目次 I-1


I.平成23年度の改正経緯と平成24年度の改正動向

1 平成23年度税制改正法案の経緯

平成23年3月

 平成23年度の税制改正は、当初の改正法案(平成23年1月25日国会提出「所得税法等の一部を改正する法律案」)が国会で未成立のまま年度末を迎えることとなったので、平成23年3月31日に「つなぎ法」を可決・成立させ(同日公布・4月1日施行)、3月31日で期限切れとなる租税特別措置法を6月30日まで延長することとされました。

 つなぎ法…… 国民生活等の混乱を回避するための租税特別措置法の一部を改正する法律(地方税についても可決・成立。以下略)

平成23年6月

 次に、当初の改正法案を平成23年6月10日に「税制整備法案※1」と「税制構築法案※2」に実質的に二分割し、前者については6月22日に可決・成立し6月30日に公布・施行されましたが、後者については継続審議となりました。

 成立した税制整備法において、「雇用促進税制の創設」「寄附金税制の拡充」「年金所得者の申告不要制度の創設」などの改正が行われました。

※1 税制整備法…… 現下の厳しい経済状況及び雇用情勢に対応して税制の整備を図るための所得税法等の一部を改正する法律
※2 税制構築法…… 経済社会の構造の変化に対応した税制の構築を図るための所得税法等の一部を改正する法律

平成23年12月

 その後、臨時国会で、平成23年10月28日に、税制構築法案に関する与野党協議の状況を踏まえて、政府提案の形で、法案のうち納税者権利憲章の策定等に関する部分が削除され、11月18日には、衆議院財務金融委員会において民・自・公三党の共同提案による法案の修正案が提出され、結果として、個人所得課税、資産課税、消費課税に関する部分が削除された上で、11月30日に可決・成立し、12月2日に公布・施行されました。

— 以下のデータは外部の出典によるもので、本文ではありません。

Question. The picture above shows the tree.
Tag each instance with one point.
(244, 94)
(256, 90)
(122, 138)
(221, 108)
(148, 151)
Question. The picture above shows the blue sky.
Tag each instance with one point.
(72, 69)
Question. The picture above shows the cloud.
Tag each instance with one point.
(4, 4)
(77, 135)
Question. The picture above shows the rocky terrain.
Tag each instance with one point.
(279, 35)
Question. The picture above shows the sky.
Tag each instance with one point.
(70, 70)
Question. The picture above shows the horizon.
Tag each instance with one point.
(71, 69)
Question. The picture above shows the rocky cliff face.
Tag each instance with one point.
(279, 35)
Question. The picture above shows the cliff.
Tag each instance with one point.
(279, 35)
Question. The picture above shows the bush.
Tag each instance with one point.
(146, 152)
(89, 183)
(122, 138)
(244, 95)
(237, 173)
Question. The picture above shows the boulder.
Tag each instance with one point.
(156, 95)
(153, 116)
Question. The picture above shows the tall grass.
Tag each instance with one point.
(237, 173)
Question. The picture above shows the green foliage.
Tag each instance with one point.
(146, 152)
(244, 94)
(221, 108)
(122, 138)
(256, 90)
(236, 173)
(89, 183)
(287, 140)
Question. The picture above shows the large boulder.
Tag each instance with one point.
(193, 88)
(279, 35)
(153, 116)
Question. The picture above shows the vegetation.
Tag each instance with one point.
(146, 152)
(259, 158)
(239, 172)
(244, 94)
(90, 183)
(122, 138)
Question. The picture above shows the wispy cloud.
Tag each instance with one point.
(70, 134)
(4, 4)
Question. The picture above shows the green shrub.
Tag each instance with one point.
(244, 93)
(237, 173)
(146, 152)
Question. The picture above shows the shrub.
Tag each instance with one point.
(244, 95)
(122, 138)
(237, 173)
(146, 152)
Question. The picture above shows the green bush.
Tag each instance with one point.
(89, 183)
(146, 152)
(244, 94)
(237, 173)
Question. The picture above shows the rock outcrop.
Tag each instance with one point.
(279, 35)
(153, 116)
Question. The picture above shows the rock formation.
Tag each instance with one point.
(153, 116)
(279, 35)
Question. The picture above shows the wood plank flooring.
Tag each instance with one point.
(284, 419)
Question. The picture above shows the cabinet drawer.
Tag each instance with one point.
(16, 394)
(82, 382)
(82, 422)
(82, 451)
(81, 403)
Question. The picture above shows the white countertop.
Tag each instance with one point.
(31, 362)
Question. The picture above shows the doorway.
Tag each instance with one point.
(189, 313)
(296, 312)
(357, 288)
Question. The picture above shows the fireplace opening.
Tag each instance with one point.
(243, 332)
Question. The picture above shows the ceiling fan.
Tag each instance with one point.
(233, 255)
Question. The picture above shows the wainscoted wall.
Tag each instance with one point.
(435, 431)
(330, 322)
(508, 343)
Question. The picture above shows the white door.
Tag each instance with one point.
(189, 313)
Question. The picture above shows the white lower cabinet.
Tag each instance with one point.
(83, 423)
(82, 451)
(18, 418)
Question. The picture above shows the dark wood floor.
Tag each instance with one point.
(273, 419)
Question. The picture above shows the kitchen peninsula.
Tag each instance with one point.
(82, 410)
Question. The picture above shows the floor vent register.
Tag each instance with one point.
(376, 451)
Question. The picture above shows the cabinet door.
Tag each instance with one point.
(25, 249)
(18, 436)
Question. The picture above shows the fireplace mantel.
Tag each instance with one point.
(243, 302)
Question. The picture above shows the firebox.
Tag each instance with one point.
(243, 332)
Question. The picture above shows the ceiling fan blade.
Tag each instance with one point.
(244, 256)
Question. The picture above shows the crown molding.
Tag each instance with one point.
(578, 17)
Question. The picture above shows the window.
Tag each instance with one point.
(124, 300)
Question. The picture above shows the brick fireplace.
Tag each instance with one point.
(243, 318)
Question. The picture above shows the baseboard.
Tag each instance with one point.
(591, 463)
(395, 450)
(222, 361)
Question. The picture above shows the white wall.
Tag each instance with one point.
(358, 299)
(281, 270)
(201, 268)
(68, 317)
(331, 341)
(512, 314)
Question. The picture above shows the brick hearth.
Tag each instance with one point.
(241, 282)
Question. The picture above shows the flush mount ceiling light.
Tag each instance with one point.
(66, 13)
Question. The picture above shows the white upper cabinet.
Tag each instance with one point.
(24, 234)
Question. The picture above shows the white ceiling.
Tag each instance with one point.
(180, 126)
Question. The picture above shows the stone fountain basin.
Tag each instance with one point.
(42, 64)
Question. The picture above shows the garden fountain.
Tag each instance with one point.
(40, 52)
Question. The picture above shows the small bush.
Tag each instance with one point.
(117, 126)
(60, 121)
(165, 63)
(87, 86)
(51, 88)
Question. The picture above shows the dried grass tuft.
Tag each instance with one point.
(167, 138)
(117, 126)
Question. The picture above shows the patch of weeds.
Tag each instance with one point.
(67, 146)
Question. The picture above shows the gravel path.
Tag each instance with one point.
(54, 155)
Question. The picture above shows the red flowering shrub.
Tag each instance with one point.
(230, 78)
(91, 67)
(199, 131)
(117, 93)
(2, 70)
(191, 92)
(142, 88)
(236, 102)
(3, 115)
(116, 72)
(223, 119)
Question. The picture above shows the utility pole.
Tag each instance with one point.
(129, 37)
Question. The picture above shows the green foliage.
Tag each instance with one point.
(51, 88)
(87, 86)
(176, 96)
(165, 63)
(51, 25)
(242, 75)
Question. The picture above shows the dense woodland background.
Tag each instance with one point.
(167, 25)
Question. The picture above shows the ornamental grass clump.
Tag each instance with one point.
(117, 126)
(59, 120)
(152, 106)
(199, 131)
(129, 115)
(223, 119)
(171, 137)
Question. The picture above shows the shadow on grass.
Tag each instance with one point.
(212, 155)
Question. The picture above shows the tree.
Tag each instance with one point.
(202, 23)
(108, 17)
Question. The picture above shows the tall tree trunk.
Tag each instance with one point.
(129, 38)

 修正された税制構築法による主な改正項目は、次のとおりです。

法人課税関連 (1) 実効税率の5%引下げ(法人税率30%→25.5%)(法法66関係)
(2) 課税ベースの拡大等
 イ 減価償却の見直し
 ロ 欠損金繰越控除の見直し(法法57、58、81の9関係)
 ハ 研究開発税制の見直し(措法42の4他)等
(3)  中小法人に対する軽減税率の引下げ(18%→15%)(措法42の3の2、68の8関係)
(4) 中小企業関係租税特別措置の見直し
納税環境整備
(1)  税務調査手続(現行の運用上の取扱いを「法令上明確化」)(通法74の2〜74の6)
(2) 更正の請求期間の延長等(通法23関係)
(3) 理由附記等(通法74の14関係)

積み残し事項

 なお、平成23年度税制改正法案の修正の過程で改正が見送られた「積残し事項」については、平成24年度税制改正や社会保障と税の一体改革の中で検討されることとなりました。